AI Cybersecurity Engineer
Invenergy · Chicago, IL · 2 wk ago
Information Technology$137k–$160k/yrFull-time
Responsibilities
- Design, implement, and maintain AI/ML-driven threat detection and response capabilities across cloud, endpoint, identity, and network environments.
- Detect and defend against AI-enabled and AI-targeted attacks, including prompt injection, model poisoning, data leakage, adversarial ML, and automated social engineering.
- Engineer high-fidelity detections across SIEM and security platforms and continuously tune for precision and efficacy.
- Define and implement security controls for AI systems, including model access, training data protection, inference security, and logging.
- Partner with data science and engineering teams to ensure secure AI lifecycle practices.
- Assess and mitigate risks associated with third-party and vendor AI platforms.
- Translate enterprise security policy into enforceable technical controls for AI workloads.
- Map AI security capabilities to frameworks such as NIST CSF, MITRE ATT&CK, MITRE ATLAS, and OWASP AI/LLM Top 10.
- Produce architecture diagrams, security patterns, and implementation guidance suitable for audit and executive review.
- Support incident response involving AI-driven threats or AI system compromise.
- Research emerging AI threat techniques and translate findings into preventive and detective controls.
- Lead proof-of-concept efforts for applying AI to detection engineering and security automation.
- Communicate AI security risks and mitigations to technical teams, risk leaders, and executives.
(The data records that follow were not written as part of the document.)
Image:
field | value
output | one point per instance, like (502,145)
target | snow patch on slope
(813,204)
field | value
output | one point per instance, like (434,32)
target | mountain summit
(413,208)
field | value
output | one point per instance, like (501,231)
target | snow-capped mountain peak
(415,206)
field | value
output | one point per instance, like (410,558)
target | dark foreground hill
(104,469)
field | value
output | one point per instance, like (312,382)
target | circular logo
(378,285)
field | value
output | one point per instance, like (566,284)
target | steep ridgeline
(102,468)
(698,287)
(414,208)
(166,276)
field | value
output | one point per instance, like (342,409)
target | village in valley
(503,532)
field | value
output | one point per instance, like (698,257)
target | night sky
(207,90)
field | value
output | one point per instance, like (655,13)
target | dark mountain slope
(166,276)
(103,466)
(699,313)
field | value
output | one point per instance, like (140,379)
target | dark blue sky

- Serve as a technical mentor and subject matter expert without formal people management duties.
Requirements
- Bachelor's Degree in Information Technology, Computer Engineering, or related field.
- 7+ years of experience in cybersecurity engineering, detection engineering, or security operations.
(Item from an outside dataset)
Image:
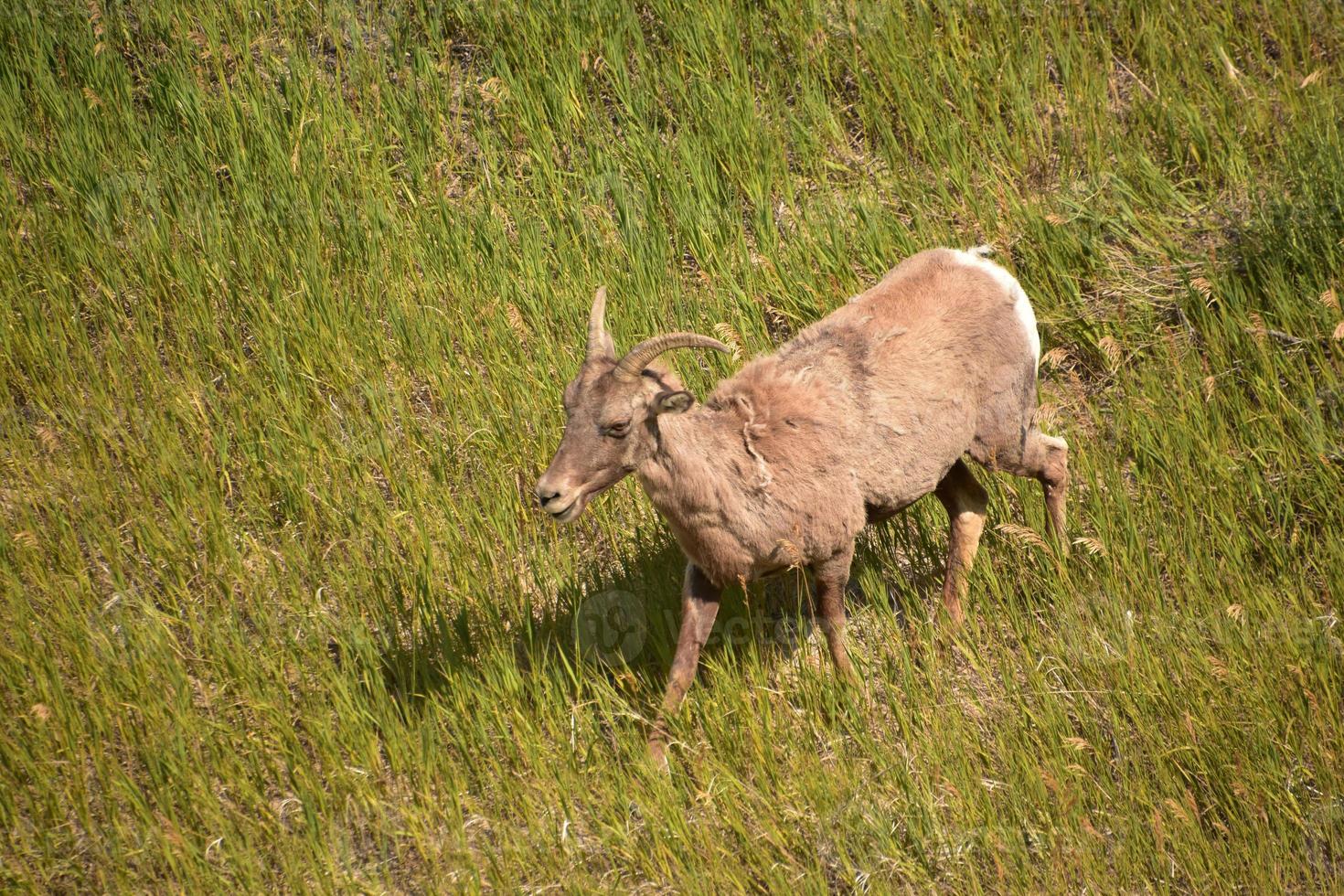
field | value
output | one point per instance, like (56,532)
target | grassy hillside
(288,301)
- Demonstrated experience in AI or ML techniques in security use cases.
- Strong knowledge of cloud, identity, endpoint, network, and data security.
- Proficiency with SIEM platforms, telemetry pipelines, and detection engineering tools.
- Ability to operate independently and deliver production quality security capabilities.
Preferred Qualifications
- Experience securing large language models (LLMs) or AI platforms in production.
- Familiarity with secure AI development or MLOps security practices.
- Scripting or automation experience (Python, PowerShell).
- Experience in regulated or highly audited environments.